Ask Sherry: Revealing my Grocery Budget sort of…
You asked, and I am answering every Friday once I have enough questions!
You can ask any question using the form here.
If groceries are still a harder category to control, would you be (mad?) happy enough to share the shopping list and get advice from your readers?
Okay so the shopping list is not under my domain. This is my partner doing all the shopping because he is the one who cooks.
Generally speaking I know where the extra money goes and am sort of not willing to give it up.
A good hunk of the Budget goes to buying things that are fancy like smoked candied salmon, or berries by the bushel (yes we eat them like we are rich or something), and everything is basically organic or made by hippie elves.
We also pay for and buy things that are $$$$ the normal price because of quality. Yoghurt in glass jars for instance costs $5 per jar versus if we bought little tubs of non-organic, plastic tub stuff for cheaper at $2.
Another example is tuna.
We paid recently $16 for a small jar of tuna in glass jars flown in from Spain. Could we have taken tuna from a can instead like Chicken of the Sea for $4? Yes. But we didn’t and we tried the fancy stuff (whether it remains as something we keep buying is another story altogether.)
It is like this for everything including jars of wildflower honey from Greece at $15 instead of $3, or that I have a steady diet of Bio-K now that I’m seeing actual, positive effects of on my immune system.
Even milk is like this — $5 for some glass jarred milk instead of $3.50…
In short, we are not frugal for food and I’m okay with that. Groceries are fine being what they are because we will never buy the mainstream stuff or substitute in other brands or products.
If you had a mortgage of 250k , with an interest rate of 4% and a business loan of 250k, with an interest rate of 4.45% (I have converted the interest rate into post-tax rate for it to be comparable with the mortgage rate), which one would you repay first, if you could pay off in 3 years?
I am more inclined towards paying the mortgage first, just for emotional reasons.
I am interested in what you think.
— An Australian reader.
The one with the higher interest rate.
I don’t like paying more than I should (obviously, I didn’t even take a mortgage at interest rates below 5% for my house).
Emotionally though, I get it — feeling like you OWN your house is something really satisfying, more so than a loan for a business that can feel less personal.
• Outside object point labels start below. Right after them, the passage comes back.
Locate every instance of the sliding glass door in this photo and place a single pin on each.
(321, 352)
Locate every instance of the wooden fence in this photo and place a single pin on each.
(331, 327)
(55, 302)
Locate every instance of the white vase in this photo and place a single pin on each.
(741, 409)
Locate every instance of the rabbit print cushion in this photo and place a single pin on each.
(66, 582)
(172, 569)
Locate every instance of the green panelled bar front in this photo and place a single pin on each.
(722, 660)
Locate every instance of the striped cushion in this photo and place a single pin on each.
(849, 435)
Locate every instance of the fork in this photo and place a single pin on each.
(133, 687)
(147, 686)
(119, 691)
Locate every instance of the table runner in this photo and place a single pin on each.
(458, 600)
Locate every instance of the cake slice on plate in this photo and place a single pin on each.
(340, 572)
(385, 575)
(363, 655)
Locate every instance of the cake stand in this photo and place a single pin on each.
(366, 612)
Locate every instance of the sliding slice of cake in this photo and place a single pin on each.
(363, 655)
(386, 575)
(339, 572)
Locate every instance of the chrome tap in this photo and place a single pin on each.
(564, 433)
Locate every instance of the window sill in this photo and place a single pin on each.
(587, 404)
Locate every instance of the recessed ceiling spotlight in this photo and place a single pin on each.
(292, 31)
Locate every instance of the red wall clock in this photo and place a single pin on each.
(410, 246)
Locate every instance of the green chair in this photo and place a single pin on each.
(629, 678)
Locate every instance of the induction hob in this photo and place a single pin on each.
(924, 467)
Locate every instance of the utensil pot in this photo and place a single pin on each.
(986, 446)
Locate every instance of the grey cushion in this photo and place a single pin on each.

In the end, .45% is peanuts over 3 years in the grand scheme of things it is only about $3375 in total, so if you feel better and more accomplished in clearing your mortgage — go for that.
(Although think of all the things you could do with that money instead like travel…)
Saying you truly OWN your home is something to be proud of, without a doubt.You asked, and I am answering every Friday once I have enough questions!
Still have a burning question?
You can ask any question using the form here and all of my previous Ask Sherry posts are here.
raluca
Regarding the loan repayment, I would also take into account the risks involved. This depends on your loans and the laws in your country, but I would also consider the impact of defaults on those loans. A default on your business loan might mean you lose your business, but not the rest of your assets – depending of course on how your business is structured and what the loan is secured on (your personal belongings or just the business assets). On the other hand, if you default on your loan, your house might be gone, which would leave your family without a place to sleep. In this case, I would pay the house first, no matter what the interest is, because it has a bigger impact for your personal risk.
I would also take into account if any of those loans have a fixed or adjustable rate. The interest rates are going to keep rising for at least 2 years in my opinion (based on what the Fed and other central banks are announcing), so maybe pay the loan with the adjustable interest rate first.